Hadoop is able to make solving many real-world problems much easier, but sometimes the system design can mean unnecessary duplication of data and limited access. One example is in the digitization of paper-based content.

Rasterizing PDF in commercial printing

One of the key features of a PDF is that each page is independent of all other pages in a document. Instead of raster-processing the pages in a pipeline using an expensive supercomputer, you can take a number of inexpensive servers, distribute the pages in a round-robin fashion, and rasterize them in parallel. You assemble the images in order and feed them to the digital press. This costs a fraction of a mini-supercomputer: scale-out instead of scale-up.

Limitations of Vanilla HDFS

The software used for this divide-and-conquer process is Hadoop, which consists of two pieces: the MapReduce computation management and the HDFS to store the input PDF and the output raster images. HDFS was designed for the technology of a dozen years ago: the data moves to the computation (a time-consuming process) using the HTTP protocol (not designed for this task) and the data is replicated three times on local disks (which uses a lot of disk space). Further, it is not POSIX compliant, so you cannot access your data from your other programs. The HDFS layer only supports sequential access to (large) files and has a single (possibly redundant) node that implements the namespace and may often become a bottleneck.

Systems that offer an HDFS interface on top of a scalable, highly-available, general-purpose distributed file system can be readily integrated into Hadoop workflows and have major advantages.

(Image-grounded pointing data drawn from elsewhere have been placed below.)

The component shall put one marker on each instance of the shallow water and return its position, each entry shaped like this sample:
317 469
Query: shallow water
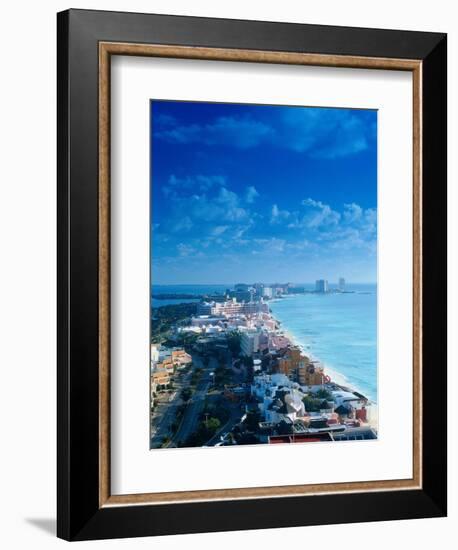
338 329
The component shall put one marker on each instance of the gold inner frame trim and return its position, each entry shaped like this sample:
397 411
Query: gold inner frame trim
106 50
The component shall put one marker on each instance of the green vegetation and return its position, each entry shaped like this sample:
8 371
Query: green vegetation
164 317
204 432
196 376
233 343
312 404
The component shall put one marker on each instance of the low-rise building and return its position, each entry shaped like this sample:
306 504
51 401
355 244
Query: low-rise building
249 342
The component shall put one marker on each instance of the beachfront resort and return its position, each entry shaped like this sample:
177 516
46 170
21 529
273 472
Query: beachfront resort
225 372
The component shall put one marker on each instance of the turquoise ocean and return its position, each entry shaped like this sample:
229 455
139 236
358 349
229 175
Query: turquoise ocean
340 330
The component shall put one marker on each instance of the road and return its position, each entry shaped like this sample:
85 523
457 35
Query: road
235 416
166 413
191 416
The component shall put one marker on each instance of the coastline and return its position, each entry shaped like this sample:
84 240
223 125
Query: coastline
336 376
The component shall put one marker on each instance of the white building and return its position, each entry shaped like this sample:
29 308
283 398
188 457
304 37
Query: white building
249 342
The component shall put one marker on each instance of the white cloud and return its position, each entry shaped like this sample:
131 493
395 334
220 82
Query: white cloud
251 194
277 215
319 214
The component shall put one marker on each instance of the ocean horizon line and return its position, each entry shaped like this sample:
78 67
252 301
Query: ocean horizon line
310 283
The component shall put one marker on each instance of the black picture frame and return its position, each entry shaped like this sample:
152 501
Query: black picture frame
80 516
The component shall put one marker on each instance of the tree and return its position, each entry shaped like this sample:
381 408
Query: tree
186 394
233 343
323 393
212 424
311 404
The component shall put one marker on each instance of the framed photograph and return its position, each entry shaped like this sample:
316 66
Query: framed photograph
251 275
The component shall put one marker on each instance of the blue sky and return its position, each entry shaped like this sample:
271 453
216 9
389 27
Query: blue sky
262 193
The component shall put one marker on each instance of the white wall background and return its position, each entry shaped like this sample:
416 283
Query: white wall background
27 274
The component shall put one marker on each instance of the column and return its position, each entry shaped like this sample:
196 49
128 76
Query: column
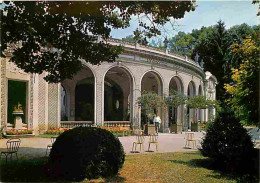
99 100
53 106
166 113
35 88
136 107
42 103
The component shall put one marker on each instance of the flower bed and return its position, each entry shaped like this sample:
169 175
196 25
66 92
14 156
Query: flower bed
18 132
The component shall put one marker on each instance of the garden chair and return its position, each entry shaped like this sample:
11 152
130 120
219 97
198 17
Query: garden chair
139 141
12 147
49 146
153 139
134 128
190 139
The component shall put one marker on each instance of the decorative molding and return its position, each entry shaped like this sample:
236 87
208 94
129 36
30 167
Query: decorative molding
12 67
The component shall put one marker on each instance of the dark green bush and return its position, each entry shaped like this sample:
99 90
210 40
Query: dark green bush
228 143
85 152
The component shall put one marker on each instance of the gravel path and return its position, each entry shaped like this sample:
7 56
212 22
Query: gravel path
36 147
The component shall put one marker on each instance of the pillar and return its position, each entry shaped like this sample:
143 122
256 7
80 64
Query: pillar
99 100
53 106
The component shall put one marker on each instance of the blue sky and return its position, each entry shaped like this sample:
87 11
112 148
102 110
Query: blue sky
207 13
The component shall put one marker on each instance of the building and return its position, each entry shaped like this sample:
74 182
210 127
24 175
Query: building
106 94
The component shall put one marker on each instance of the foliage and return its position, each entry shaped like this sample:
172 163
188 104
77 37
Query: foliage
86 152
213 45
175 99
57 36
200 102
150 101
182 42
244 88
228 143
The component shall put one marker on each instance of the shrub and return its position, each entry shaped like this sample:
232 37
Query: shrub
228 143
85 152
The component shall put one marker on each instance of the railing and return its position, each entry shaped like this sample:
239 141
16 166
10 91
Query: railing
117 123
73 124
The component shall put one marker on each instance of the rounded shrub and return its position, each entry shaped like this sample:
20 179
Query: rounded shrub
85 152
228 143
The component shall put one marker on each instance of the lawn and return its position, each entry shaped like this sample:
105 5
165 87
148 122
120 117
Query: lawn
163 167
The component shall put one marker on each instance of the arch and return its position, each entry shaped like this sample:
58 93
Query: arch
176 81
84 94
200 90
118 94
155 76
64 103
127 70
191 112
191 89
175 114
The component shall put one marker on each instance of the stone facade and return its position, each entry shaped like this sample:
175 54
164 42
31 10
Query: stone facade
135 64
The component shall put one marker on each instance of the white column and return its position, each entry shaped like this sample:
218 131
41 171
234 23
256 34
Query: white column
99 100
136 107
35 103
53 105
166 113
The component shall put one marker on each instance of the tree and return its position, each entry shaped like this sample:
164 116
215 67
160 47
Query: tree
215 52
56 36
244 88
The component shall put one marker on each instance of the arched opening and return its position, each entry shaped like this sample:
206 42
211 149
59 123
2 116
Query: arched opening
175 115
200 115
191 112
118 95
64 104
84 95
151 82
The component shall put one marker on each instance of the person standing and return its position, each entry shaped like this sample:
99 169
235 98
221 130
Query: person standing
157 122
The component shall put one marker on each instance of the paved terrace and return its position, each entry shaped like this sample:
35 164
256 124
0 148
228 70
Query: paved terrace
36 146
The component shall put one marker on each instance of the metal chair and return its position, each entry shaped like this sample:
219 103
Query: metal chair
49 146
190 138
153 139
12 147
139 141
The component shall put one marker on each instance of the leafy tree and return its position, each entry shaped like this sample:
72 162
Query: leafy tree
216 52
129 38
181 43
55 36
244 88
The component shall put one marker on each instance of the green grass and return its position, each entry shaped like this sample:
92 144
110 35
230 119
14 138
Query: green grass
166 167
117 134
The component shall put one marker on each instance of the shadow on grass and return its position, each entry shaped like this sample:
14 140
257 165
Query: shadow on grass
32 168
29 169
218 168
115 179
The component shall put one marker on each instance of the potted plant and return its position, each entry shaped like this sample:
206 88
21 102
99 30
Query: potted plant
175 100
198 102
150 102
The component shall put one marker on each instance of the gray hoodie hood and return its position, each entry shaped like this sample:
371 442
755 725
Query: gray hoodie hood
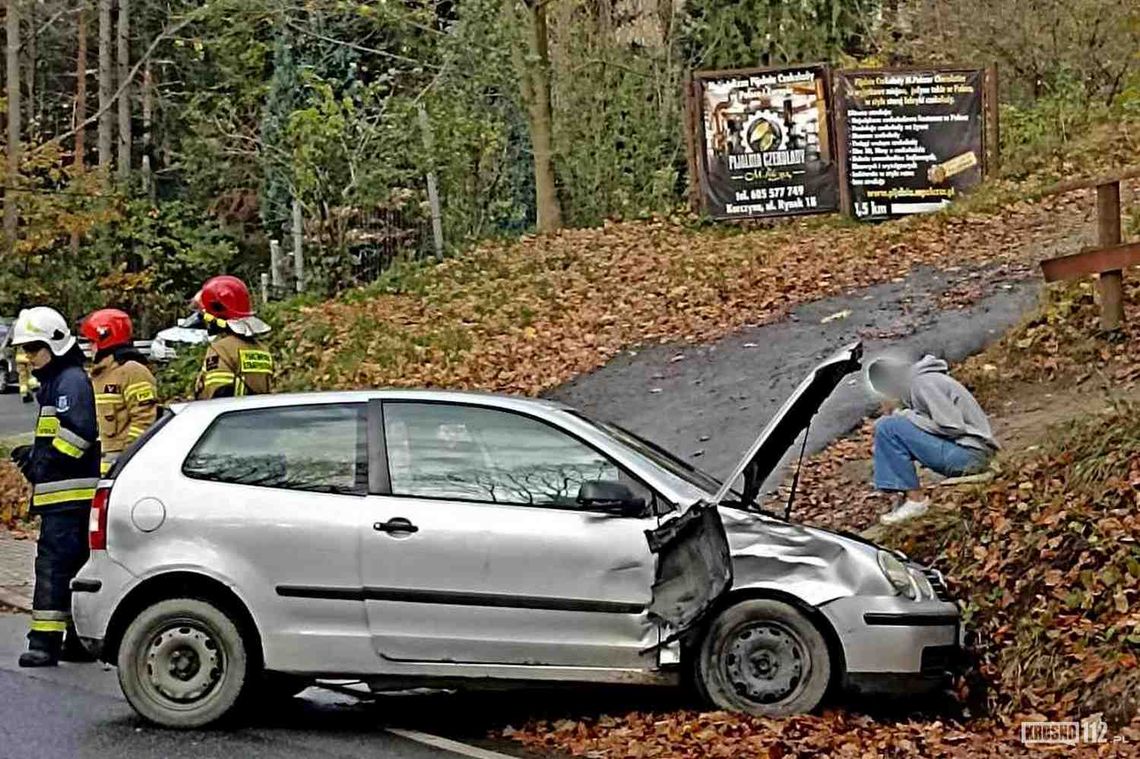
941 405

They can provide a far more robust storage foundation, avoid the HDFS limitations and allow non-HDFS applications to access HDFS-generated and managed files. As such, they are much better longer-term data repositories than native HDFS clusters. Improvements in network technology significantly reduce the need to process the data where the computations take place while the computational engines and the storage infrastructure can each be optimized to carry out their functions in the most cost/performance-efficient way. Peaxy Aureum is one such system.

Sometimes a quick hack is implemented to solve a difficult problem. Typically, it is great at the moment, but does not survive the test of time. This contrasts to systems with a deep cogent architecture, which can adapt to technological progress. Modern scale-out file systems with an HDFS API for MapReduce are replacing HDFS for Hadoop applications, enabling better storage with fewer duplicates and better access.